A few months back, I went out on an introverted limb and injected myself into a Women in Leadership event in West Hollywood.

The all-day event required me to wake up extra early on a Saturday, drive the 60+ miles north, and interact with strangers for eight whole hours. But, I did it. I went and—spoiler alert—it was incredible.

For context, internal dialogue before I got into the car went something like this:

“Should I even go?”

“I could use the extra sleep and time to decompress.”

“What, like every other weekend? You slept plenty and this is important!”

“No one would even know that I didn’t go.”

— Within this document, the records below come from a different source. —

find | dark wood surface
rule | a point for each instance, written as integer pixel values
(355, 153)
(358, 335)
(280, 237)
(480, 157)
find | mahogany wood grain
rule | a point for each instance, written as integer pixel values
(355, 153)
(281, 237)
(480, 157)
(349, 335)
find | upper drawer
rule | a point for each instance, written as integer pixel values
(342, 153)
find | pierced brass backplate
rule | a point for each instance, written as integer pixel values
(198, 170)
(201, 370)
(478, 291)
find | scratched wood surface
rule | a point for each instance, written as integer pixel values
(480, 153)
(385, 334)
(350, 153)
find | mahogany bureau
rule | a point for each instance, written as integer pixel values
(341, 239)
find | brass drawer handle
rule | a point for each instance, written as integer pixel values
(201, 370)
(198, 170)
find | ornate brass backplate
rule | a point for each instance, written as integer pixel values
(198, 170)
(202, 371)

“Yeah, but you would know.”

“True… [sigh]”

Resigned not to let myself down, I forced my lagging body into the car and decided that I’d just risk a little and be open. Open to the other people. Open to the lectures and seminars. Open to the small talk, the introductions, and the awkwardness. I had no idea what this day would look like except that I’d made it my goal to smile and sweetly greet those in front of me with a set of pleasantries beginning with a cheerful “Good morning!”. The bar was set high.

Lord, help me.

The day brought powerful seminars led by women dominating their STEM professions, or using their directorial skills to produce work demanding to be noticed, or opening doors for more women in the state legislature. I hung on every word, inspired and absurdly eager to join each of them in their pursuits. Like the proverbial dreams of running away with the circus.

One woman had been to outer space and planned to return with Richard Branson’s outfit, or maybe it was Elon Musk’s. Another headed the environmental agency working to ensure that Los Angeles doesn’t become the end of a Counting Crows chorus. They paved paradise…

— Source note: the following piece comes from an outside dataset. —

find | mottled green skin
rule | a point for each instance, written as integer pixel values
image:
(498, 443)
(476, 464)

My mind reeled and my thoughts bounced around with all of the possibilities and potential. I was ready to help everyone everywhere with everything. And as zealous as I was then, I can tell that as I write now, my thoughts haven’t stopped bouncing and my desire to help hasn’t gone away even months and months later.

But, what stands out most to me from that day were the small interactions with the other attendees. Maybe it was because of how acutely aware I am of my interactions with strangers—no joke, I still coach myself through introductions: smile, nod, shake hand, remember name, keep smiling—but, meeting such successful, intelligent movers and shakers who just happened to be females forced me to lean in and claim my place at the table with them.

What began as an introduction like this: Hi, I’m Amanda. I’m in marketing. I’m a copywriter. No, not like copyrights, think of any writing for the web. I heard about this online and was curious.

Hardly a true conversation starter among the glass-ceiling-shatterers. It felt passive, insecure, and didn’t fit in this place I so clearly belonged in, particularly the reason for my attendance fresh off my rappel.

So I changed my narrative and led with a different word:

Hi, I’m Amanda. I’m a copywriter and a mental health advocate, especially for those in the addiction and recovery communities. I work to end the stigma and to shed light on the epidemic because that’s the first step to long-lasting success. I hope to show people…

Ahhh that’s more like it. This adjusted introduction felt active, committed, and asserting my place among the other movers and shakers. And, they wanted to hear more!

Moreover, the word advocate felt true of me beyond my profession (how French!), as if by stepping into this word, I felt more fully communicated. This wasn’t just a part of my life, a piece of clothing worn for certain occasions and then removed.

Like daughter, sister, Christ follower, friend, and someday hopefully, wife and mother, this was something that I could never remove or put down, and best of all, it was about more than just me.

An advocate is “a person who publicly supports or recommends a particular cause or policy; a person who pleads on someone else’s behalf; a pleader in a court of law; a lawyer.”

To me, an advocate goes where others cannot or most don’t want to and she speaks on behalf of those who aren’t able. They’re interceders in prayer and practice. Sometimes they’re defenders; sometimes they’re shoulders for tears. Sometimes they’re teachers and managers; sometimes they’re listeners and servants. They defend the oppressed (Isaiah 1:17), have regard for the weak (Psalm 41:1), carry each other’s burdens (Galatians 6:2), and administer true justice and show mercy and compassion to one another (Zechariah 7:9).

Separate of that, I have NO IDEA what this will tangibly look like moving forward for me. But I’m grateful for the word, the personal clarity and curiosity that comes with it, and that I’ve got quite the example:

“My little children, I am writing these things to you so that you may not sin and if anyone sins, we have an Advocate with the Father, Jesus Christ the righteous; and He Himself is the propitiation for our sins; and not for ours only, but also for those of the whole world.” – 1 John 2:1-2

Is there a word that identifies you? A marker to stake deep into the soil of your life or one that’s simply bouncing around your head?